Toujours curieux de savoir et de connaissance, sa découverte d’Internet lui ouvre de nouvelles perspectives avec ses plateformes numériques. Séduit par le format des lives YouTube, il se réincarne en lui-même pour vulgariser ses travaux et réfuter en direct les fake news sur l’histoire africaine. Grand défenseur d’un enseignement affranchi des carcans eurocentrés, ses lives deviennent des plaidoyers vibrants pour une éducation fondée sur les civilisations africaines. Son compte Twitter – pardon, X – adopte les hashtags #UnitéAfricaine et #HistoireRéhabilitée. Sur ses comptes numériques, le Pharaon du savoir milite pour la création d’une plateforme éducative panafricaine gratuite. Mais invité à l’émission Jakkarlo sur la Tfm, il perd patience dans le vacarme des échanges : « Même la voix du premier venu peut désormais contester la parole d’un sachant ! », s’indigne-t-il. Et de souffler, consterné : « Quelle époque… Vous avez les moyens de tout savoir avec Internet, mais vous préférez le divertissement. » Avant de réclamer, non sans ironie, son retour au repos éternel.

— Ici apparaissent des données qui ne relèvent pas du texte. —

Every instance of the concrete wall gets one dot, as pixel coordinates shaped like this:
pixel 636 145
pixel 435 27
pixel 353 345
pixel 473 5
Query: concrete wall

Une demande observée avec un « Khay, ki lou ko dall » (mais qu’est-ce qu’il lui arrive ?) d’un Lat Dior Diop, Damel du Cayor, soif de revanche sur le colon qui l’avait fait tomber, en 1886, sous ses balles, à Dékheulé. Cette renaissance est, pour le fils de Ngoné Latyr, une aubaine. Surpris d’abord, il s’adapte vite à ses nouvelles armes numériques. Son outil de prédilection ? TikTok, pour sa puissance de mobilisation. Très vite, un nouveau slogan s’impose : « Malaw guissoul rail bi » devient « Ndaw you bagn gathié », en tête d’un vaste mouvement de résistance 2.0. Influenceur dépouillé de futilité malgré ses 5 millions d’abonnés, Lat Dior fédère les luttes contre les oppressions modernes. Ses vidéos dénoncent l’endettement excessif, le bradage des ressources naturelles. « Vous avez troqué l’or et les armes contre la data…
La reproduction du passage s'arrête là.